Daha birçok farklılık sayılabilir derbinin tarihine göz atıldığında ancak bugünkü derbi yukarıda saydıklarımla paralel olsa da biraz daha farklılaşmış futbol anlayışıyla çok daha değişik bir konumda. Hem İspanya’daki merkeziyetçilik anlayışı hem de futbolun amatör ruhu bugün yerini daha demokratik bir ortama ve endüstriyel futbola bırakmış durumda. Her ne kadar Barcelona halen Katalanlar için bir kulüpten daha fazlasını temsil etse de bugün asıl çarpışan ekonomik ve sportif çıkarlar. 

Dünyanın en çok taraftarı olan Real Madrid ile bu unvanı ezeli rakibinden almaya çalışan Barça’nın mücadelesi. 
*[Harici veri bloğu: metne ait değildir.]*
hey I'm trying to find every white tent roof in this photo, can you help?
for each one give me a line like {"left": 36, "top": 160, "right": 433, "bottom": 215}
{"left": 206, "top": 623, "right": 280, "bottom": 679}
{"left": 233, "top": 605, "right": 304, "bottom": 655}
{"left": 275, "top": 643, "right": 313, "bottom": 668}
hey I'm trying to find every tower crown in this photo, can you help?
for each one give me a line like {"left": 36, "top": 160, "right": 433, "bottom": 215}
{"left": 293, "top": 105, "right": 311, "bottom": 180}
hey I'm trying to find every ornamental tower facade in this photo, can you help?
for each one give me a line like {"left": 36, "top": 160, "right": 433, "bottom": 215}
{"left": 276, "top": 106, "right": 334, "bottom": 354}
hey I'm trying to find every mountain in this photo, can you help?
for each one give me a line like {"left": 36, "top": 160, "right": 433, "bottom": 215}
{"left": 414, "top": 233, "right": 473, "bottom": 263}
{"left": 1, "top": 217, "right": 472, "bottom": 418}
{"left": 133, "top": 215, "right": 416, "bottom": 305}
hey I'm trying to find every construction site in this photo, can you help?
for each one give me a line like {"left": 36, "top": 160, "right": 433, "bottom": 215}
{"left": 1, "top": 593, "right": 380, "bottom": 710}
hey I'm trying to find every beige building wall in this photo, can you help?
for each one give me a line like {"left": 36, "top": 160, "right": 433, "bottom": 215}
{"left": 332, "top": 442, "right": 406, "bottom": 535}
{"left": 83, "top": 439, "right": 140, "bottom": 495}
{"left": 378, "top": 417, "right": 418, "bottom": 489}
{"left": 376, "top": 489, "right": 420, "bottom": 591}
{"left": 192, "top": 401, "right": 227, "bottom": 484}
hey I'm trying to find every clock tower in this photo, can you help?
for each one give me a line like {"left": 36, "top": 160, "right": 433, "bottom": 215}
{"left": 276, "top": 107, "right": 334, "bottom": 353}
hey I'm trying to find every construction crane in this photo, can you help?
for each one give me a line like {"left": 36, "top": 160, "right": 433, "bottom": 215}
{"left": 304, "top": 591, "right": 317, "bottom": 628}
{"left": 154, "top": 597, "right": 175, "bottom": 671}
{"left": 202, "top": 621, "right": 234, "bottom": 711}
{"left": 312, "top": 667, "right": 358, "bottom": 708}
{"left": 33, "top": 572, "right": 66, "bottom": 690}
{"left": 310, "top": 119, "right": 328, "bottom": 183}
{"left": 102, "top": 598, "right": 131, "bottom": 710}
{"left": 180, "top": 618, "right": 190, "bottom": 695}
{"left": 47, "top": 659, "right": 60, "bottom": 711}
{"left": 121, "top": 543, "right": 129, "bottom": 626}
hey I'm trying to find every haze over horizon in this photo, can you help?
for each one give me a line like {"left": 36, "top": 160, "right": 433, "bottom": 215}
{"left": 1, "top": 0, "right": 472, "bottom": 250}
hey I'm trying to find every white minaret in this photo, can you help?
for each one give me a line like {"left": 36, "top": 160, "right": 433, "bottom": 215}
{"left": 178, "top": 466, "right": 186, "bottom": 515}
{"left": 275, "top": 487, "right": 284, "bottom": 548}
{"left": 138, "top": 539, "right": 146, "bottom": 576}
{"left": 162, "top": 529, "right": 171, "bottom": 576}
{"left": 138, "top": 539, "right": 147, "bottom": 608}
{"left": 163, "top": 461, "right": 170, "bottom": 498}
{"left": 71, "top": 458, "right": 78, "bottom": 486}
Diğer etkenlerin yanı sıra futbol bazlı bakıldığında görülen en önemli farklılık iki ekibin farklı futbol anlayışları. Dünyanın rakip kaleye diklemesine en iyi giden takımı Real Madrid ile pasa dayalı sabırlı futbol anlayışının en yetkin temsilcisi Barcelona’nın mücadelesi şeklinde geçiyor bu rekabet. Uzun yıllardır pragmatik futbol anlayışı ile oynayan Real Madrid bünyesinde barındırdığı futbolcular ile hala bu şekilde sahada var oluyor. Barcelona ise Johann Cruyff’un ardından geliştirdiği Hollanda ekolü ile göze daha hoş gelen –artık öne geçince izleme zevki pek bırakmıyor olsalar da- futbol oynayan ve son 3 yıldır kazanmadık kupa bırakmayan “uzay takımı” yakıştırmasına layık görülmüş ender takımlardan. 

Barcelona’nın oynadığı futbol artık Hollanda ekolünden çıkıp tamamen Barcelona ekolü ismini almış durumda. Daha önceleri Reiziger, De Boer, Cocu, Overmars, Kluivert gibi Hollandalı oyuncularla bu futbolu oynamaya çalışırken bugün kendi yetiştirdiği Pique, Xavi, İniesta, Busquets, Pedro ve hatta Messi ile kusursuz bir Hollanda pardon Barcelona ekolü yakaladılar. Dünyanın 1 9 sistemiyle oynayan tek futbol takımı ayrıca. Altyapıdan itibaren pasa dayalı ve beraber oynamaya alışmış oyunculardan kurulu bu takım ne gariptir ki Real Madrid kaynaklı futbolcuların yakalayamadığı başarıyı İspanya milli takımında başardı ve futbol tarihinde yerini aldı. 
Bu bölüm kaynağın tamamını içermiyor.